Dereferencing NULL: Mac OS X Debugging Adventures

For the past few months, I've been spending some of my free time working on a cross-platform screensaver, one that runs under Windows and under Mac OS X. Getting the Windows version up and running was relatively easy. A Windows screensaver is just an exe with a special extension (.scr) and some code to handle a few special command line parameters. Having written Windows game code before helped there. Getting the Mac OS X version running was quite a bit trickier, due in part to my inexperience with OS X. I place some blame on OS X's screensaver engine though, which ended up being rather tricky to work with. It deals with screen savers in a very different manner than Windows' approach. OS X expects screensavers to be represented not as standalone applications, but as dynamically loadable modules, which can be loaded via one of a few different OS X-provided applications.

Every OS X screensaver module must adhere to a certain set of guidelines.

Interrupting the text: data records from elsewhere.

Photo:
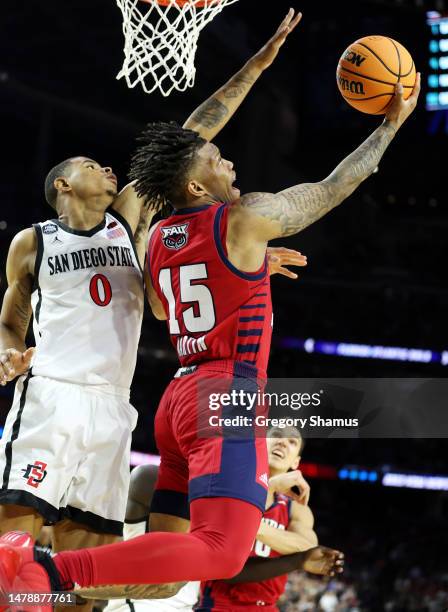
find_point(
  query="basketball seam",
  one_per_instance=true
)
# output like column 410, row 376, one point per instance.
column 384, row 107
column 399, row 58
column 370, row 98
column 379, row 59
column 371, row 78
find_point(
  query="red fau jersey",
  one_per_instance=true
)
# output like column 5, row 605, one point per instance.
column 217, row 595
column 214, row 310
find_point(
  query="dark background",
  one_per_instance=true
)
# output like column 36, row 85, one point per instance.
column 377, row 265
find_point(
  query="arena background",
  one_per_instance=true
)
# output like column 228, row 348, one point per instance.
column 376, row 264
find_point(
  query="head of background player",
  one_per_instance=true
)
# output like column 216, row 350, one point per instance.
column 174, row 165
column 80, row 182
column 284, row 448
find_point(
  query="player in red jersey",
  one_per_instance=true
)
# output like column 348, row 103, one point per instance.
column 286, row 528
column 227, row 235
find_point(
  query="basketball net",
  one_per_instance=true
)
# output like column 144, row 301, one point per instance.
column 161, row 41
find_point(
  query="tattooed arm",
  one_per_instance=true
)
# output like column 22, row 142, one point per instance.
column 214, row 113
column 290, row 211
column 131, row 591
column 16, row 308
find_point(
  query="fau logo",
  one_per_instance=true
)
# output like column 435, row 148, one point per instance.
column 35, row 473
column 175, row 236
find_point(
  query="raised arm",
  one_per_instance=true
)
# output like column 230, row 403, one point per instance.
column 214, row 113
column 268, row 216
column 211, row 116
column 16, row 308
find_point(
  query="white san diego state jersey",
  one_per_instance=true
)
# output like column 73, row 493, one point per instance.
column 87, row 303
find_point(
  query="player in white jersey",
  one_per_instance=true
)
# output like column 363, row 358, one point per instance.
column 64, row 455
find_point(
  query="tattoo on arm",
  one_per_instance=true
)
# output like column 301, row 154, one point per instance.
column 131, row 591
column 22, row 308
column 298, row 207
column 238, row 85
column 214, row 113
column 210, row 113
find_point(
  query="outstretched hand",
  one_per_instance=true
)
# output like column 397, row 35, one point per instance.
column 323, row 561
column 14, row 363
column 264, row 58
column 400, row 109
column 279, row 257
column 292, row 484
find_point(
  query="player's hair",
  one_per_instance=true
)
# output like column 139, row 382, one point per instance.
column 51, row 193
column 161, row 162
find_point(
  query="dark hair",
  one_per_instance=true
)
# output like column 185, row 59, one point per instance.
column 161, row 162
column 51, row 193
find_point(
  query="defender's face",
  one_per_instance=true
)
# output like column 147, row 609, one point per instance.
column 215, row 173
column 283, row 452
column 88, row 179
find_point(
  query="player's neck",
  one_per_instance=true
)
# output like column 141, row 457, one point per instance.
column 80, row 216
column 197, row 202
column 270, row 499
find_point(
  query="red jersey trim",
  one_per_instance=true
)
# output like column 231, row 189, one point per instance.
column 252, row 276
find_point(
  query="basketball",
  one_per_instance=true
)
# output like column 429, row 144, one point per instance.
column 369, row 70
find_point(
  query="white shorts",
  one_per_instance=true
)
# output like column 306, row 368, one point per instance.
column 65, row 452
column 184, row 601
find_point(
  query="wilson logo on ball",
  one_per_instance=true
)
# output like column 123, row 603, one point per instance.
column 355, row 87
column 354, row 58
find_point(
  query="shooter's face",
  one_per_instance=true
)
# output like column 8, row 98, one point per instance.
column 215, row 174
column 88, row 179
column 283, row 453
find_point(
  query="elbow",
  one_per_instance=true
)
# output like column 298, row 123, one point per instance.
column 159, row 314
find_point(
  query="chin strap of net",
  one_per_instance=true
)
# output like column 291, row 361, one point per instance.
column 161, row 41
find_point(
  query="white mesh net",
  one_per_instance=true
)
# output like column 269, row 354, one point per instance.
column 161, row 41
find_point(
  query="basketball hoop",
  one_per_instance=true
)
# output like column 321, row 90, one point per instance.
column 161, row 38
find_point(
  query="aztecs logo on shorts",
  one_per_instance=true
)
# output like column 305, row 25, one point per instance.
column 35, row 473
column 175, row 236
column 50, row 228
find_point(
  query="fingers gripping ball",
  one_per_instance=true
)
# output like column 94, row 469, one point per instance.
column 369, row 70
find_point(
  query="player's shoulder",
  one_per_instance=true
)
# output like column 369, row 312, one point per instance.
column 283, row 500
column 302, row 513
column 24, row 242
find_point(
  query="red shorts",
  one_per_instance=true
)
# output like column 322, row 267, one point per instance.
column 199, row 460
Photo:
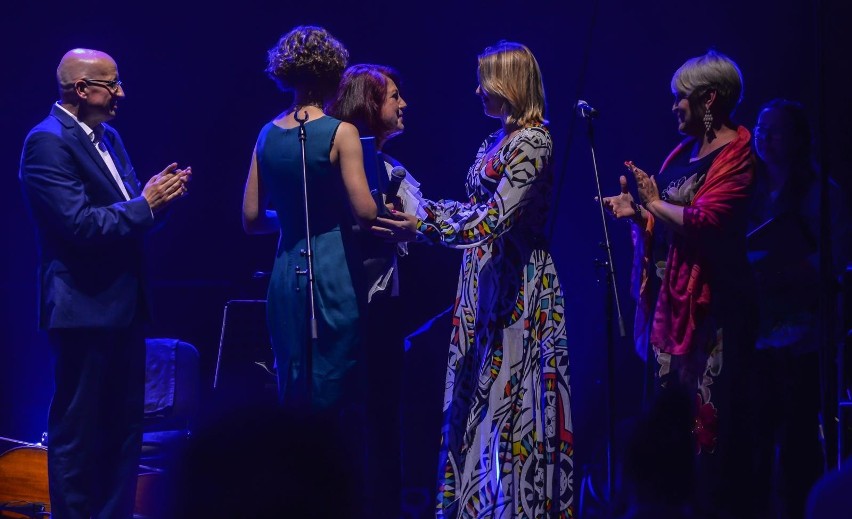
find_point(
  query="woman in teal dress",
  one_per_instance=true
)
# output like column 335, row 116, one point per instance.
column 309, row 62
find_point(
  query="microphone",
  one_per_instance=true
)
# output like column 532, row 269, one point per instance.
column 397, row 174
column 584, row 110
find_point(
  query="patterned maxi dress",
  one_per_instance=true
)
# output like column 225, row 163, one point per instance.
column 507, row 438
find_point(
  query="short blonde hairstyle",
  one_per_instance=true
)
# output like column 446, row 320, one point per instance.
column 712, row 71
column 308, row 57
column 510, row 71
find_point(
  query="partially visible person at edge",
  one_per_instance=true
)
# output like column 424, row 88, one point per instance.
column 693, row 284
column 309, row 62
column 507, row 442
column 784, row 249
column 91, row 215
column 369, row 97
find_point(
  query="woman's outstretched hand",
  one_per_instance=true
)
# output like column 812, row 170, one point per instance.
column 398, row 227
column 621, row 205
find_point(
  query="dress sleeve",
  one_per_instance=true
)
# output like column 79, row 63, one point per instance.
column 484, row 217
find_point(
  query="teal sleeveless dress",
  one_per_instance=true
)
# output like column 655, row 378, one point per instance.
column 339, row 297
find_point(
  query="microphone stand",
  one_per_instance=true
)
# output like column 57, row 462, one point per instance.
column 611, row 301
column 307, row 252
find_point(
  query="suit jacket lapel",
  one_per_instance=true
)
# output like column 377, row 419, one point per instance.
column 120, row 165
column 86, row 143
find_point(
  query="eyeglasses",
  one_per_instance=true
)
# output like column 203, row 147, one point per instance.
column 111, row 85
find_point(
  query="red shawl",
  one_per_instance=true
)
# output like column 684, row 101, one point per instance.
column 680, row 319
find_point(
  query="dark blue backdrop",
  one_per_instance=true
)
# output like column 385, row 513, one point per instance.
column 197, row 94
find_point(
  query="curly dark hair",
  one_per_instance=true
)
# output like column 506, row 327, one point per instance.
column 308, row 57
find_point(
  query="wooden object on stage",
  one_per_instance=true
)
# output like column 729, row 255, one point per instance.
column 23, row 482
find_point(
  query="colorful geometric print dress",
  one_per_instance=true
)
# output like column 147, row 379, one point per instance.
column 337, row 363
column 507, row 439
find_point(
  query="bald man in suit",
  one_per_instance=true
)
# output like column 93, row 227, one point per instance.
column 91, row 215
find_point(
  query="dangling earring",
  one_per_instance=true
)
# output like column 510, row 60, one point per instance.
column 708, row 121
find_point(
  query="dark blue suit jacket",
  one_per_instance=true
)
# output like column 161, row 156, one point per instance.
column 91, row 240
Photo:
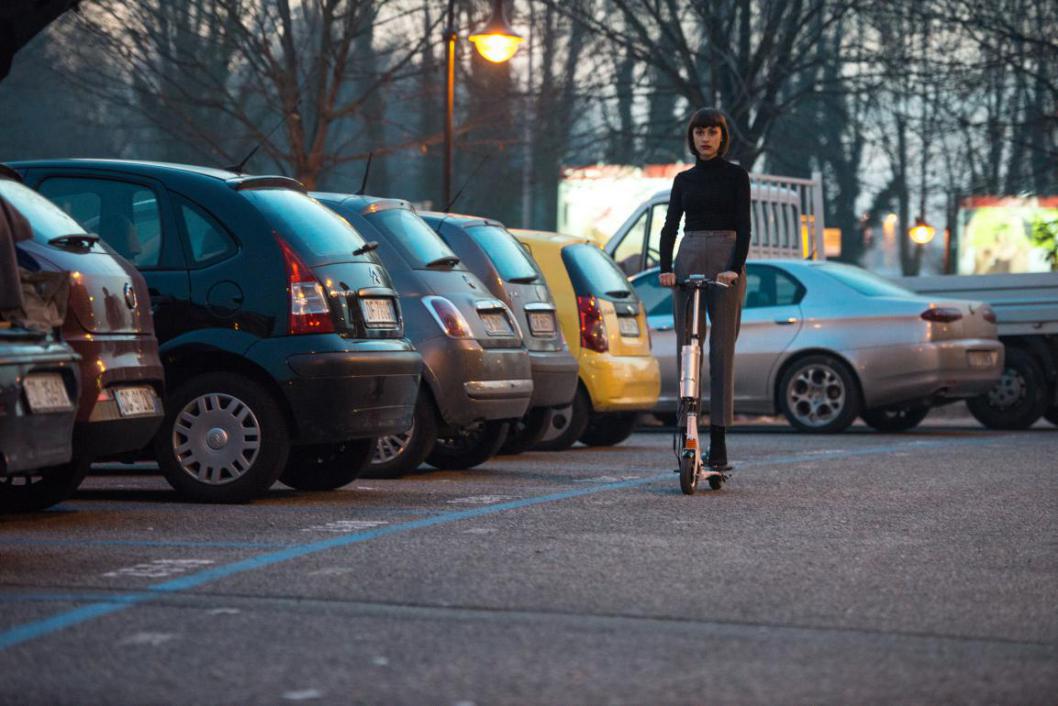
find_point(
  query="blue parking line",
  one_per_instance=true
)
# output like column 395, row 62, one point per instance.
column 76, row 616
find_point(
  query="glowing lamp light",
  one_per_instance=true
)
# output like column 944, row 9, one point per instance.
column 922, row 232
column 497, row 41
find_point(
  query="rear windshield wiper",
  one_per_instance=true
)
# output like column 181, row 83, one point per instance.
column 443, row 260
column 85, row 240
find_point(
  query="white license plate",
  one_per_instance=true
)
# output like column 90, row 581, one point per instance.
column 542, row 324
column 982, row 358
column 496, row 324
column 627, row 326
column 134, row 401
column 46, row 392
column 380, row 312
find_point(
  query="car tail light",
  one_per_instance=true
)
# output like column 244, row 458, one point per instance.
column 942, row 314
column 593, row 327
column 309, row 311
column 448, row 317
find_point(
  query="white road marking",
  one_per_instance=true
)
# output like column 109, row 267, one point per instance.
column 160, row 568
column 344, row 526
column 479, row 500
column 152, row 639
column 304, row 694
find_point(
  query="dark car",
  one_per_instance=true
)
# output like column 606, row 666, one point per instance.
column 508, row 270
column 476, row 376
column 280, row 333
column 38, row 381
column 107, row 323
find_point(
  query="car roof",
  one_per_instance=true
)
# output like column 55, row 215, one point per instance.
column 147, row 168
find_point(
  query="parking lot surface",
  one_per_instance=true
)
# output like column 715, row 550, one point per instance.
column 860, row 567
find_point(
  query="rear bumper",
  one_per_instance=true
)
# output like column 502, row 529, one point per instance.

Among them, they must be represented as an OS X bundle, they must provide a subclass of the OS-provided ScreenSaverView class, and they should play nice with other screensaver modules. Sounds ok, except I found the implementation of these guidelines to be a bit tricky. Why?

OS X screensavers are subject to control via an external main loop, which each screensaver hooks into (for initialization, shutdown, time-stepping, drawing, etc.) This design seems ok in some ways: having no main loop to create reduces the amount of code needed for each screensaver to implement. I could see ways in which this could be easier for the beginner. In my case, there have been times that I've wanted to debug and profile portions of my screensaver logic using a main loop of my own, and without having to deal with the OS X screensaver engine.
All OS X screensaver modules get loaded into the same address space. Furthermore, they get loaded in such a way that no two modules can share the same symbol names. If two modules implement a function with the same name, there's a good chance one or both of them will crash, even if only one of the two modules is actively displaying a screensaver. One solution to this is to name functions such that they don't clash, such as by appending a unique name to each function. Another solution, the one I chose to work with, is to load almost everything in a second dynamically loaded module, which gets loaded in such a way as not to cause naming clashes (via dlopen with RTLD_LOCAL.)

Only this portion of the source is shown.